PMI Manufaktur Indonesia untuk Mei 2026 dilaporkan naik ke 50,0, menunjukkan ekspansi ringan setelah kontraksi di bulan sebelumnya. Meskipun angka tersebut positif, para analis menekankan bahwa biaya bahan baku yang meningkat dan gangguan pasokan membatasi daya dorong produksi. Data ini juga mencerminkan permintaan domestik yang kuat yang mendorong pesanan baru naik untuk dua bulan berturut-turut.
Faktor-faktor global turut mempengaruhi pergerakan rupiah, termasuk kebijakan dan dinamika geopolitik yang membayangi arus modal. Rupiah turun 34 poin atau 0,19 persen ke level Rp17.839 per USD, menunjukkan bahwa prospek ekspor-impor dan likuiditas pasar masih rentan. Investor juga memantau dampak kenaikan biaya produksi pada margin perusahaan domestik.
BPS melaporkan surplus neraca perdagangan Indonesia sebesar USD 89,1 juta pada April 2026, menjaga tren surplus yang telah berlangsung 72 bulan berturut-turut sejak Mei 2020. Kendati dinamika global menambah ketidakpastian, angka ini menunjukkan fondasi eksternal yang relatif stabil. Cetro Trading Insight menilai hal ini mencerminkan kekuatan industri pengolahan dan ekspor nonmigas domestik.
Secara kumulatif, surplus neraca perdagangan Januari–April 2026 mencapai USD 5,64 miliar, didorong oleh kinerja ekspor nonmigas, terutama dari sektor industri pengolahan. Penopang utama adalah permintaan domestik yang tetap kuat dan kapasitas produksi yang memadai meskipun tekanan biaya. Data ini menambah ruang bagi kebijakan fiskal yang bertumpu pada stabilitas eksternal.
Faktor eksternal seperti gejolak politik di beberapa wilayah dan kebijakan perdagangan baru juga menambah ketidakpastian bagi pasar Indonesia. Namun, tren surplus yang berkelanjutan menunjukkan daya tahan sektor ekspor nasional di tengah lingkungan global yang berubah cepat. Secara keseluruhan, kinerja ekspor nonmigas dan manufaktur menjadi penopang utama surplus.

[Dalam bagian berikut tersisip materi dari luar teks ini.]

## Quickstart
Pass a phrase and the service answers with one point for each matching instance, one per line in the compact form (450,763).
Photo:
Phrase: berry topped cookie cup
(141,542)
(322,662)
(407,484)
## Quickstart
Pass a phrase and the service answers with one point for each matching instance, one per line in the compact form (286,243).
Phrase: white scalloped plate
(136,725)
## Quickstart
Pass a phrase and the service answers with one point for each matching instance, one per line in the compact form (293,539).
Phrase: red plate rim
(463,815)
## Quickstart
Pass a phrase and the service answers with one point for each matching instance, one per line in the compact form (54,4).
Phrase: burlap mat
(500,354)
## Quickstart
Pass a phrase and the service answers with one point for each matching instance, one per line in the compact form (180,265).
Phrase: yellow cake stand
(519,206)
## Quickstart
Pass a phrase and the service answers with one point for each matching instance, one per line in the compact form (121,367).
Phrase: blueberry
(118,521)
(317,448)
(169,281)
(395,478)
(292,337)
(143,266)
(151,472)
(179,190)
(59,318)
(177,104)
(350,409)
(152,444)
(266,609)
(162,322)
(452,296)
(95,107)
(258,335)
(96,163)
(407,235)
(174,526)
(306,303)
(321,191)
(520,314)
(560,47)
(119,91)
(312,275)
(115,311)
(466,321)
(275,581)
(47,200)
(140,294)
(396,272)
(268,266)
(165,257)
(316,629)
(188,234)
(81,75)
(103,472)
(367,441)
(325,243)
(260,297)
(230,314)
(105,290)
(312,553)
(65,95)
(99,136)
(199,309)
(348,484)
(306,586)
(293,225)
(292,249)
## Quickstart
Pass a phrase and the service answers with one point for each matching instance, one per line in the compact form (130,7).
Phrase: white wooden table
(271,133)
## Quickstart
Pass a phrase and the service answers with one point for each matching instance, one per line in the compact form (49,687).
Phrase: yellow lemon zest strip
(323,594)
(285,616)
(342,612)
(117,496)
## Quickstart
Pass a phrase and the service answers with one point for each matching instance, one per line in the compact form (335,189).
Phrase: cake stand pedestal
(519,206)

Perkembangan geopolitik global turut membentuk sentimen pasar, terutama komentar Presiden AS tentang Iran dan kelanjutan negosiasi yang dapat mempengaruhi harga minyak dan arus energi. Dalam beberapa kutipan, Trump menyatakan kesiapan membiarkan pembicaraan berakhir sambil menantikan kesepakatan yang bisa meredakan ketegangan. Analisis Cetro Trading Insight menilai potensi volatilitas jangka pendek meningkat jika negosiasi menunjukkan kemajuan atau kegagalan.

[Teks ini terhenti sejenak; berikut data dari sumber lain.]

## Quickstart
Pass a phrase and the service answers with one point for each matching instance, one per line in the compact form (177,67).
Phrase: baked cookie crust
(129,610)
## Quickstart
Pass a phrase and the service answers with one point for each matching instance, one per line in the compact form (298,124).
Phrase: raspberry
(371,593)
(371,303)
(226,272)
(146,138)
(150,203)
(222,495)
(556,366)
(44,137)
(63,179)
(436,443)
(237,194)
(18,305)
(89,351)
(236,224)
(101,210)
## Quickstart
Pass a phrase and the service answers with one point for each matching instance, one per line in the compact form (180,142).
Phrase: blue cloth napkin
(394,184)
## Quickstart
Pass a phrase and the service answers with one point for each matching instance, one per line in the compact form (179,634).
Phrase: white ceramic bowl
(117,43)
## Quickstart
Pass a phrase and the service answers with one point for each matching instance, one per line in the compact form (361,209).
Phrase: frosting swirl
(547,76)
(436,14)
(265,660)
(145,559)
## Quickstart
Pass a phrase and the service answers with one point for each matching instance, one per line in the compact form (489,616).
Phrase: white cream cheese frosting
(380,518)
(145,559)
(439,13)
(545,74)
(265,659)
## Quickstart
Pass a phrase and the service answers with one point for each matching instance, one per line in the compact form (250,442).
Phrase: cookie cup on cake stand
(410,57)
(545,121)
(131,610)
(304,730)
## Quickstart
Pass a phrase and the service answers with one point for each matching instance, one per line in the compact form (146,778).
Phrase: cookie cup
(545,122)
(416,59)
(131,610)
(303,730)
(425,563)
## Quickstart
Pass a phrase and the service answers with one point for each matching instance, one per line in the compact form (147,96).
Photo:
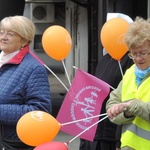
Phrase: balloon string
(107,83)
(67,123)
(120,67)
(86,129)
(56,77)
(66,72)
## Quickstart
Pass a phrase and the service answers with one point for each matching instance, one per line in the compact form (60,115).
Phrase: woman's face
(141,56)
(10,41)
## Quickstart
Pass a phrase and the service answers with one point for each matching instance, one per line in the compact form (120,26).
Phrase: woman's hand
(116,109)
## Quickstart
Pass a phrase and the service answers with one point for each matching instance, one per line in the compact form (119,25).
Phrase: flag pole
(86,129)
(71,122)
(66,72)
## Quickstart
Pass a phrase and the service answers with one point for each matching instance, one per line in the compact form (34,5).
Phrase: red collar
(19,56)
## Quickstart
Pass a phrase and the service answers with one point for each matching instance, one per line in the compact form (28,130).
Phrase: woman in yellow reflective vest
(129,104)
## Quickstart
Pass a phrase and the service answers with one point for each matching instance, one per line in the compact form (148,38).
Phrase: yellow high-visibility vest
(135,134)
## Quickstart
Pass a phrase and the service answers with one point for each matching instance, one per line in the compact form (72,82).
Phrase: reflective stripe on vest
(136,134)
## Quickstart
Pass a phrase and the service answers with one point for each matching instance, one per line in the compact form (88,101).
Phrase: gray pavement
(57,95)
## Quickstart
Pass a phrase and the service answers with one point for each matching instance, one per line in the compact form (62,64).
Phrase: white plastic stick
(86,129)
(71,122)
(56,77)
(66,72)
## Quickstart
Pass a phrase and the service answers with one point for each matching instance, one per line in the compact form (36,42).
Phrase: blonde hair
(138,33)
(21,25)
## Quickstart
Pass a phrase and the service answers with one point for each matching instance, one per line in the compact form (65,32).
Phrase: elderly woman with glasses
(129,104)
(24,84)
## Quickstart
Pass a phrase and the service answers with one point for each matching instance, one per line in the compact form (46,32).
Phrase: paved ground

Situasi di Teluk dan eskalasi antara Hizbullah dan Israel menambah risiko pasokan minyak mentah dan gas alam cair global, memicu dinamika harga komoditas energi. Kondisi ini berpotensi menekan mata uang negara berkembang, termasuk rupiah, jika arus modal terguncang. Investor akan memantau bagaimana aliran produk energi dan volatilitas pasar berinteraksi dengan neraca perdagangan domestik.
Trump juga menandatangani proklamasi yang mengubah tarif impor tembaga, aluminium, dan besi, dengan beberapa peralatan industri dikenai 15 persen hanya jika negara tujuan memiliki perjanjian perdagangan tertentu. Langkah ini ditujukan untuk mendorong investasi jangka pendek dan membangun basis industri nasional hingga 2027. Dinamika kebijakan ini bisa mempengaruhi arus investasi asing di sektor manufaktur Indonesia jika pola perdagangan global berubah.